Paper No. 11
Presentation Time: 4:25 PM

SALINITY DISTRIBUTION UNDER A BEACH OF A TRANSGRESSIVE BARRIER ISLAND


EVANS, Tyler, Earth and Ocean Sciences, University of South Carolina, 701 Sumter Street, EWS 617, University of South Carolina, Columbia, SC 29208, WILSON, Alicia, School of the Earth, Ocean & Environment, Univ of South Carolina, 701 Sumter St, Columbia, SC 29208, PEURIFOY, John B., Earth and Ocean Sciences, University of South Carolina, 701 Sumter Street, EWSC 617, Columbia, SC 29208, SCHUTTE, Charles, Marine Science, University of Georgia, Athens, GA 30602, MOORE, Willard, Earth and Ocean Sciences, Univ of South Carolina, 701 Sumter St, Columbia, SC 29208 and JOYE, Samantha B., Department of Marine Sciences, The University of Georgia, Athens, GA 3060-3636, tbevans88@gmail.com

The role of beaches in coastal biogeochemistry is becoming more apparent, but the groundwater flow that controls these processes is complex. In simple conceptual models, a barrier island beach contains a transition zone between a freshwater upland and the ocean, with less dense freshwater existing as a lens above saline groundwater. More recently, it has been shown that tidal pumping and wave forcing alter the hydrology in the subsurface, creating additional groundwater exchange in an upper saline plume that forms landward of the larger freshwater-saltwater transition zone. Studies involving the freshwater-saltwater interface are typically done in homogenous beaches, but not all beaches are homogenous. How does more complicated beach stratigraphy, for example of the type associated with transgressive barrier islands, affect beach hydrogeology?

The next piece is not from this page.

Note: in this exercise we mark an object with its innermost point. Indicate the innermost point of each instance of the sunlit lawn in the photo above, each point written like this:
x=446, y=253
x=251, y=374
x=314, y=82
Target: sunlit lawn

Cabretta island, a Holocene transgressive barrier island located seaward of Sapelo Island, GA has been continuously monitored through a transect of piezometers across the island, instrumented with pressure transducers. Stratigraphy in the beach consists of a homogenous sand unit interrupted by a ~2-3m thick silt/clay layer at ~2m depth. This distribution of sediments in the subsurface is characteristic of a transgressive barrier island as it migrates landward with rising sea level and greatly impacts groundwater flow paths. Salinity distributions in the beach and upland were also imaged for both a summer spring and neap tide using electrical resistivity tomography, in order to more effectively understand the freshwater/saltwater interface. Freshwater is channeled below the beach confining unit. This confining unit also limits the depth of the upper saline plume. Salinities measured around the low tide line have varied from ~34 to ~18 ppt, suggesting significant variation in freshwater discharge.